Zum Beispiel eben am Freitag Nachmittag. Was da los war? Ich erzähle es Euch gerne…

Weil bei uns dieses Jahr kein großer Familienurlaub drin war, durfte meine Große eine Woche auf dem Ponyhof verbringen – das heißt, sie war dort jeden Tag von 10 Uhr bis 17 Uhr – ein wunderbarer Hof in Brandenburg, Idylle pur. Das aber wiederum hieß, dass ich sie jeden Tag hinbringen oder abholen musste – die andere Tour übernahm eine Freundin, deren Tochter ebenfalls dort reiten ging. Und weil es eben so Natur-Idylle war, lag der Reiterhof auch 25 Minuten einfache Fahrt von Berlin entfernt. 

Am Freitag also war ich mit Abholen dran – an den anderen Tagen hatte ich immer versucht, meinen Sohn für diese Zeit zu verabreden, dass ich die Strecke nicht mit zwei Kindern hin und mit vier Kindern zurück fahren muss.  Doch am Freitag hat das nicht geklappt – ich saß also um 17.15 Uhr mit vier Kindern im Auto, vor mir der Feierabend-Verkehr. 

Meine Große und ihre Freundin waren vom Tag aufgekratzt. Sie hatten den Striegel-Wettbewerb gewonnen, erzählten davon, wie sie dem Pferd den Schweif geflochten hatten. Sie waren sehr aufgeregt und laut. Natürlich dudelte wie immer Radio Teddy im Hintergrund – und ach, welch ein Glück, es lief mal wieder dieser eine Song von Bibi und Tina (oder Hanni und Nanni?!). 

„Best friends for ever and ever – Best friends for ever and ever – BFF- BFF – BFF“ grölten die beiden Mädels lautstark mit. 

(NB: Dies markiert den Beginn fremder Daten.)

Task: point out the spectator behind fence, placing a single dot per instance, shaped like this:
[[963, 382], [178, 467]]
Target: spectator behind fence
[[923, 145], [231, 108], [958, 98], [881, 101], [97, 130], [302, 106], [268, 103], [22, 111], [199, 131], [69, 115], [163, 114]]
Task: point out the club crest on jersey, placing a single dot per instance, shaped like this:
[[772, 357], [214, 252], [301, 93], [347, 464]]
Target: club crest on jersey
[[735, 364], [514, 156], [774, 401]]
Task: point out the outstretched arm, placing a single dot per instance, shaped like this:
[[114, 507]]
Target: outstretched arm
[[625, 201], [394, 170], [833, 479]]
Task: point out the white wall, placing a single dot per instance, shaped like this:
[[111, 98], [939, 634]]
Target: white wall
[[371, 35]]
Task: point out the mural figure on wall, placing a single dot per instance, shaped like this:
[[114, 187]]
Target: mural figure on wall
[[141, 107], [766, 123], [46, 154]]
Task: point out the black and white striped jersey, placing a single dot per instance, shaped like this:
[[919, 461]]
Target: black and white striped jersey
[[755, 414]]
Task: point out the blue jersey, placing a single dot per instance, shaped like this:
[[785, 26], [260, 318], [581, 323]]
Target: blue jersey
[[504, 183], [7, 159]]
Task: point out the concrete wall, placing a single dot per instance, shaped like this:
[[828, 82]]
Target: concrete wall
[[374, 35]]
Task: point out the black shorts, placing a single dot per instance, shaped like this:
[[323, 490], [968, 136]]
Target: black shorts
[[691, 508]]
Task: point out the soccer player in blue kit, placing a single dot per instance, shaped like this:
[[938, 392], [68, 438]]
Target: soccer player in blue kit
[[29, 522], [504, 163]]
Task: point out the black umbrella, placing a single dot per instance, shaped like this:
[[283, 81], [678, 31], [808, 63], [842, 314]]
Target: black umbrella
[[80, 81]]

„Was heißt BFF?“, fragte mein Sohn. Während ich versuchte, ihm das zu erklären, fing die Kleine an zu heulen. Verständlich. Mit ihrem ausgeprägten Krabbeldrang war sie mehr als genervt, jetzt in der Babyschale still zu sitzen. Und außerdem war auch gleich Abendessens-Zeit. 

„Kannst Du mal gucken, dass die Kleine nicht einschläft?“, fragte ich meine Große. Denn wir alle wissen – ein Schläfchen um halb sechs ist einfach sch*****se, wenn man eigentlich will, dass alle um acht im Bett liegen. 

In der Zwischenzeit hatte das Gastkind meinem Sohn gesteckt, dass die Mädels auf dem Ponyhof Gummibärchen gegessen hatten, worauf er das gerade sehr aktuelle „Das ist aber uuuunnnfaaaaair“ – Gejammer anstimmte. Stimmt – ich bin wirklich die absolut unfairste Mama auf der ganzen Welt, dass ich nicht hellsehen kann, welche Gummibärchen die Mädels gegessen hatten und diese nicht vorsorglich schon gekauft hatte, um diese schreckliche Ungerechtigkeit ausgleichen zu können… 

Meine Große erzählte weiterhin lautstark von ihrem Tag, das Gastkind sang zu Radio Teddy, mein Sohn motzte über sein ungerechtes Da-sein und die Kleinste meckerte im Kindersitz und machte dann einmal ordentlich in die Windel, worauf die anderen drei Kinder über den Gestank jammerten, als das Auto vor mir den Warnblinker anstellte und wir 20 Minuten im Stau standen. 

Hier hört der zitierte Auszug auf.